Whilst the GE McKinsey Matrix is more complex, it overcomes some of the disadvantages of the BCG Matrix, including:
- Market attractiveness considers a much broader range of factors than just market growth rate.
- Competitive strength is a more robust metric on which to base decisions than market share alone.
How to Use the Model
Using the model effectively can be a costly and time-consuming undertaking. Here is a simple 5 step process you can follow to get you started:
1. Determine the industry attractiveness of each SBU
Do this by scoring each of the factors that affect market attractiveness in a weighted decision matrix.
An example of a weighted decision matrix for market attractiveness factors is shown below:
2. Determine the competitive strength of each SBU
Again, score each of the factors using a weighted decision matrix.
The output from steps one and two won’t give you meaningful numbers. But these numbers will allow you to compare the relative strength of one business unit to another.
3. Plot the information on the GE McKinsey Matrix
The next step is to plot each of the business units onto the matrix. In the example below, we have five SBUs plotted on the matrix.
As you can see, two businesses appear to be candidates for investment (2 & 4). Two businesses are candidates to hold (1 & 5). One business is a candidate to hold or potentially divest (3).
4. Identify the future direction of each SBU
The matrix as created above only provides a snapshot of where each business is right now. Whilst that is useful, business doesn’t operate in a vacuum and things are changing all of the time.
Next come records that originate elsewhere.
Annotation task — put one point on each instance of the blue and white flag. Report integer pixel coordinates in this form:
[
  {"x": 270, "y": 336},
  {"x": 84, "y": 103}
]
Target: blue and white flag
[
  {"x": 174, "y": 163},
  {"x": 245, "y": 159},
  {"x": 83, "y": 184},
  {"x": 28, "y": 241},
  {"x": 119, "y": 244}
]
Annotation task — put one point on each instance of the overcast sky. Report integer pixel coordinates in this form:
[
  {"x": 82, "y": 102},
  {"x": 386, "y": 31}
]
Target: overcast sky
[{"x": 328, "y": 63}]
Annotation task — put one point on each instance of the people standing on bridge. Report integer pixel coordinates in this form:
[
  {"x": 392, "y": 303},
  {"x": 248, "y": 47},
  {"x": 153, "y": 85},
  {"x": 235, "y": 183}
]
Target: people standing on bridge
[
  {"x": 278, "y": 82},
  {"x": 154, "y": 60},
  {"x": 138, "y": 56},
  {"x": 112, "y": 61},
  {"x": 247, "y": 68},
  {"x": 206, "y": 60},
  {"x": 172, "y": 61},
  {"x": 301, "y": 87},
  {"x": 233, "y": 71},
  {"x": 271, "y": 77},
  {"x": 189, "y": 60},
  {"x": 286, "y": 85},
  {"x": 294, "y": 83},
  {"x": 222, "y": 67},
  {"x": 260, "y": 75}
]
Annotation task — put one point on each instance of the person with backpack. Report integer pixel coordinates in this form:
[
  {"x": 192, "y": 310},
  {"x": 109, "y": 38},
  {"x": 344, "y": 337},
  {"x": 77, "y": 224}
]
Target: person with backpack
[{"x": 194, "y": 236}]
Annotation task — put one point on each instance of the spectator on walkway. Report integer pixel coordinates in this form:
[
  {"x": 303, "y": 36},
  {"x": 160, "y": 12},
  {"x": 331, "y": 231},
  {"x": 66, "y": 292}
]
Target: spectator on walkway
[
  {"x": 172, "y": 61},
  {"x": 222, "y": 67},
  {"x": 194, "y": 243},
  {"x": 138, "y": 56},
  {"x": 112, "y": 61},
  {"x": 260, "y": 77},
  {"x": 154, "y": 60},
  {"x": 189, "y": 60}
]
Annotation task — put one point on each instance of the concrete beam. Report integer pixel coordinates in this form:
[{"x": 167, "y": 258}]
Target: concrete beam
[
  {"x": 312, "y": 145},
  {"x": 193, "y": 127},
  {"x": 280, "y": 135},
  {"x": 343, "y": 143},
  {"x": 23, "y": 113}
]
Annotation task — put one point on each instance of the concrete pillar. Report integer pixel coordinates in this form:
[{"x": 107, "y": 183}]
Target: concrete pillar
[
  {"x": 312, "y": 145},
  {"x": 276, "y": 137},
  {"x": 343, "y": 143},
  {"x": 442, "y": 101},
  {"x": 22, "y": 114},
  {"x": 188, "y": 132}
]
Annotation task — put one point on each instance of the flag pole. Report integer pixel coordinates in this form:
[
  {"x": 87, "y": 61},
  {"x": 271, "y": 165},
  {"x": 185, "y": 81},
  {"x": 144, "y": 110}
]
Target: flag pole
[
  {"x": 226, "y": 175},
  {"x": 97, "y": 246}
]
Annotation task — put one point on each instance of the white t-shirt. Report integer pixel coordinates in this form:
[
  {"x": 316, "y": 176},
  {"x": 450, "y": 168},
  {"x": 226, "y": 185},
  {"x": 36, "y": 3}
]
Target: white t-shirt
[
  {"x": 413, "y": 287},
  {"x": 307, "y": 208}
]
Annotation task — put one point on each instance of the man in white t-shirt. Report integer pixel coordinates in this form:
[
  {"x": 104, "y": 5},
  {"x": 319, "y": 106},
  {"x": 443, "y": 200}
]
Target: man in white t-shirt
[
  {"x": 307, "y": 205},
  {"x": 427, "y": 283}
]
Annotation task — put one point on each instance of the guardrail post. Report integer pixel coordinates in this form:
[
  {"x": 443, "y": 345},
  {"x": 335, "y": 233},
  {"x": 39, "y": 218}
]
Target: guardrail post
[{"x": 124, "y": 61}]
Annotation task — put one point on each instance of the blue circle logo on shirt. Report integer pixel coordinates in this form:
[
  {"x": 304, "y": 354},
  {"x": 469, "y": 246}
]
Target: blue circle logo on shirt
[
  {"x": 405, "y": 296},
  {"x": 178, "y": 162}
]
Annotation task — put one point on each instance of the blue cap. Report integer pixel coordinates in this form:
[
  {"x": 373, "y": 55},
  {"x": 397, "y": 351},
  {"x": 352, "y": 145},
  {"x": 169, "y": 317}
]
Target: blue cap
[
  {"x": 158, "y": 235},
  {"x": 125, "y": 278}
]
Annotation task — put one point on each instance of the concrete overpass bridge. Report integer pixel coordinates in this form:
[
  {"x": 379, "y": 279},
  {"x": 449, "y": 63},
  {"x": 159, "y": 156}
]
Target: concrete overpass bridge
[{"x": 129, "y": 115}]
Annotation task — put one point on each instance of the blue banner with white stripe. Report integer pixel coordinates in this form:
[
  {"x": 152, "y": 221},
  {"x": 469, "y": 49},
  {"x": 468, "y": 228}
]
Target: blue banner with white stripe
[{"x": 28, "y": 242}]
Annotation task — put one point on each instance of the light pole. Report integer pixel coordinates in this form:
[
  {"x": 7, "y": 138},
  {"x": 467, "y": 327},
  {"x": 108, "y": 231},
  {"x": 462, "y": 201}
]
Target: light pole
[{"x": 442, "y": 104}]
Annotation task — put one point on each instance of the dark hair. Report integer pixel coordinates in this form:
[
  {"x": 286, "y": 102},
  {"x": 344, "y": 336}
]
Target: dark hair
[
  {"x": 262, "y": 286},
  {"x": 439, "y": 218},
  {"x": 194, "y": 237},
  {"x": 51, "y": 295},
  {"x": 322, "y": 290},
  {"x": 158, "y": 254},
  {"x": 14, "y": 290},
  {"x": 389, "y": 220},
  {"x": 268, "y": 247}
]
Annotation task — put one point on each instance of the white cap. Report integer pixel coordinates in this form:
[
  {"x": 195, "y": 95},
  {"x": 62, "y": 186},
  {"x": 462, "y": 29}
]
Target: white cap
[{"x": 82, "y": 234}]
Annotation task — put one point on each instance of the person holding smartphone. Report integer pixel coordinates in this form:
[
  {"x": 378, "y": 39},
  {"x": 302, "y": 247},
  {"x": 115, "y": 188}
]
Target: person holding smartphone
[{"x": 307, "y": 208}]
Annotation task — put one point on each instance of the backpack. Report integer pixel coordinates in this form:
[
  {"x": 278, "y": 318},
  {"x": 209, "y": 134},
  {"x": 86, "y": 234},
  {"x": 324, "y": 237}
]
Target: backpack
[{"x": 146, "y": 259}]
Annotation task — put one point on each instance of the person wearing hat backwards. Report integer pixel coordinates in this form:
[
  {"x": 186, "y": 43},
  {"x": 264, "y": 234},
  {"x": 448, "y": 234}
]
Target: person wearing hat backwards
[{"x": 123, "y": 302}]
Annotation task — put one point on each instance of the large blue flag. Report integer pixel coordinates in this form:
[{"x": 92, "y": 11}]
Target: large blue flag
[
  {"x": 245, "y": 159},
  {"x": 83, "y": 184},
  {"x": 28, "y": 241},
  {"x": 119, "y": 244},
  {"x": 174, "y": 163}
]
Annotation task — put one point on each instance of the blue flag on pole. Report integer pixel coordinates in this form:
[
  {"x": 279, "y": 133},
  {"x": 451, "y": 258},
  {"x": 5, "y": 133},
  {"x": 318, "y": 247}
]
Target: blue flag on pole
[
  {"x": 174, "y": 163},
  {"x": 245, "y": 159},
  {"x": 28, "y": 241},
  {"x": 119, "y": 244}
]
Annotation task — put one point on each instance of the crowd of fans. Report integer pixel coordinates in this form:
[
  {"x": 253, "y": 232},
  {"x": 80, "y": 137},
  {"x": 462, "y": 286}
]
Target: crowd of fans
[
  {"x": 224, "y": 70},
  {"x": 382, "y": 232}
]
Because of this, we can make better decisions if we understand where each business is going to be in the future.
To represent where each business is going we simply use an arrow as shown in the diagram below.
This example is saying that we expect each SBU to change as follows:
- SBU 1: We expect the industry to become more attractive and the competitive strength of this SBU to improve.
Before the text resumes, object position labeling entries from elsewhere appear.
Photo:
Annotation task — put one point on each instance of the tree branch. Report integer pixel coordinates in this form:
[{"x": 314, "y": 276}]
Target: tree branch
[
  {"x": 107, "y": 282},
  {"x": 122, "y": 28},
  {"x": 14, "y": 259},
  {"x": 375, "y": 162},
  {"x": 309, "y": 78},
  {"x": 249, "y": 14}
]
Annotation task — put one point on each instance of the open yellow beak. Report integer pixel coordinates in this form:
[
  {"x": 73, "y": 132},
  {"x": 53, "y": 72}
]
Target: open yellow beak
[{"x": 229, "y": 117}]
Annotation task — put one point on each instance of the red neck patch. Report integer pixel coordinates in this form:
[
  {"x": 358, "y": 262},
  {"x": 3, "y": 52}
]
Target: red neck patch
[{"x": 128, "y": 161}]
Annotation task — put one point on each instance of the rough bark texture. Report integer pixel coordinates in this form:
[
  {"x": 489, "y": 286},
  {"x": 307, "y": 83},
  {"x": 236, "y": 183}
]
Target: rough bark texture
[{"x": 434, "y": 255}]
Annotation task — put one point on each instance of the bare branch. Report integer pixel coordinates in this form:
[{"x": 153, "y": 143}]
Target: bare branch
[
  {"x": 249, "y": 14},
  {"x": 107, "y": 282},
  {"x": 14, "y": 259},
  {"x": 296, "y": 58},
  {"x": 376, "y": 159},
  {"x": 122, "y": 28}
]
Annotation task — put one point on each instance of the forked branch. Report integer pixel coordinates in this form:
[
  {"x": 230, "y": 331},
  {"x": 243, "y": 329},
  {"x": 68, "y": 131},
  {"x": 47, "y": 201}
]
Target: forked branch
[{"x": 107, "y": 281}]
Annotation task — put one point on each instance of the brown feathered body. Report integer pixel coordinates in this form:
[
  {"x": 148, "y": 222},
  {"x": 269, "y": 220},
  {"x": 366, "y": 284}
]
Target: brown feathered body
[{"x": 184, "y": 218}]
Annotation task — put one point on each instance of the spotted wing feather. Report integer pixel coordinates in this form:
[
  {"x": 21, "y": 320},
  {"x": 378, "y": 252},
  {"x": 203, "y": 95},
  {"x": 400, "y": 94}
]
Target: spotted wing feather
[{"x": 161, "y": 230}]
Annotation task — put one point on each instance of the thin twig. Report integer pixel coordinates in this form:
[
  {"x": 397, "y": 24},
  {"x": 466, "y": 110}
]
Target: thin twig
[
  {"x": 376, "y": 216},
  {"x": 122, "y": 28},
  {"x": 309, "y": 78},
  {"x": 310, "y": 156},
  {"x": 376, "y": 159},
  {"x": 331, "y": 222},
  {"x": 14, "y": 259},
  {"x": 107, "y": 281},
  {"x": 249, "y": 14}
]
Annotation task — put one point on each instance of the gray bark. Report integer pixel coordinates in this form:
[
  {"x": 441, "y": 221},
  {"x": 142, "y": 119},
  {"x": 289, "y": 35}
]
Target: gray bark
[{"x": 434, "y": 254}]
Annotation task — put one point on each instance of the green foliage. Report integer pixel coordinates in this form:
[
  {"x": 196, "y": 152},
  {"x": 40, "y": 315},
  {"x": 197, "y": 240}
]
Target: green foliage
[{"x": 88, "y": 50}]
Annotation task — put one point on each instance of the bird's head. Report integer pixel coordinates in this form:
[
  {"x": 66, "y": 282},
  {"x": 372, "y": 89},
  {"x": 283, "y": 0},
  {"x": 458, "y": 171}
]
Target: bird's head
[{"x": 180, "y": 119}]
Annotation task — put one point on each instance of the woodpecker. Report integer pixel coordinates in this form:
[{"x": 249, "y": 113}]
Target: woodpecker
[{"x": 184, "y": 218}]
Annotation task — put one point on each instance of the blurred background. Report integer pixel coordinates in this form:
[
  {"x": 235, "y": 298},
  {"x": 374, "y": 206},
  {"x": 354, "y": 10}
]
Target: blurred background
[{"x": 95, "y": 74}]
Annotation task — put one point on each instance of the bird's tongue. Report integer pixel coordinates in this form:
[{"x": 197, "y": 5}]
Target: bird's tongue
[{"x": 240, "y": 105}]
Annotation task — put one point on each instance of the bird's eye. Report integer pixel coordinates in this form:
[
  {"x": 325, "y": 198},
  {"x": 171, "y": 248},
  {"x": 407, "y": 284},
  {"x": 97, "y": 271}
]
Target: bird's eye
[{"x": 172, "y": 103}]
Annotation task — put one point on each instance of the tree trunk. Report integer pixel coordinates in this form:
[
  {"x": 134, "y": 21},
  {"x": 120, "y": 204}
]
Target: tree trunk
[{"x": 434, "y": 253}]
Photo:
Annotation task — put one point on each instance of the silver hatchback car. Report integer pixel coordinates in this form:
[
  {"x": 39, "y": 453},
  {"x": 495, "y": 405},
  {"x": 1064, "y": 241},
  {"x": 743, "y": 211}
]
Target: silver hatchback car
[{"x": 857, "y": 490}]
- SBU 2: We expect the industry to become less attractive and the competitive position of this SBU to decline over time.
- SBU 3: We expect the industry to become more attractive and the competitive strength of this SBU to improve.
- SBU 4: We expect the industry attractiveness and competitive strength to remain broadly the same.
- SBU 5: We expect the industry to remain as attractive as it is currently, but we expect the business unit strength to improve.
5. Choose where to invest
The final step is to choose which businesses to invest in.
Look again at our example. At first, it appeared as though business 2 was one to invest it. But, looking at the expected future position, you can see we expect the attractiveness of this industry to reduce significantly over time. Our competitive position is also expected to shrink over time. Because of this, the business moves from one in which to invest to one to consider harvesting.
The matrix makes it clear that some SBUs warrant investment more than others, but that doesn’t necessarily mean that’s where money should be invested.
There are many reasons for this. It could be that one business doesn’t need much capital investment to grow. Conversely, another business may require a very large investment. Nor does the diagram tell you how much to invest, or in which area of an SBU to invest (marketing, R&D etc). Further analysis will be needed to answer these questions.
Summary
Many businesses have multiple strategic business units (SBUs) all competing for investment. In this situation, it can be difficult for an organization to decide where to invest its limited resources.
The GE McKinsey Matrix provides a structured means to help organizations understand where to make strategic investments.
It works by plotting both industry attractiveness and marketing competitiveness for each SBU. This mapping is done not only for the current situation of the business but also for where the business expects to be in the future.
This information about current and future business attractiveness can then be used as an input to making investment decisions.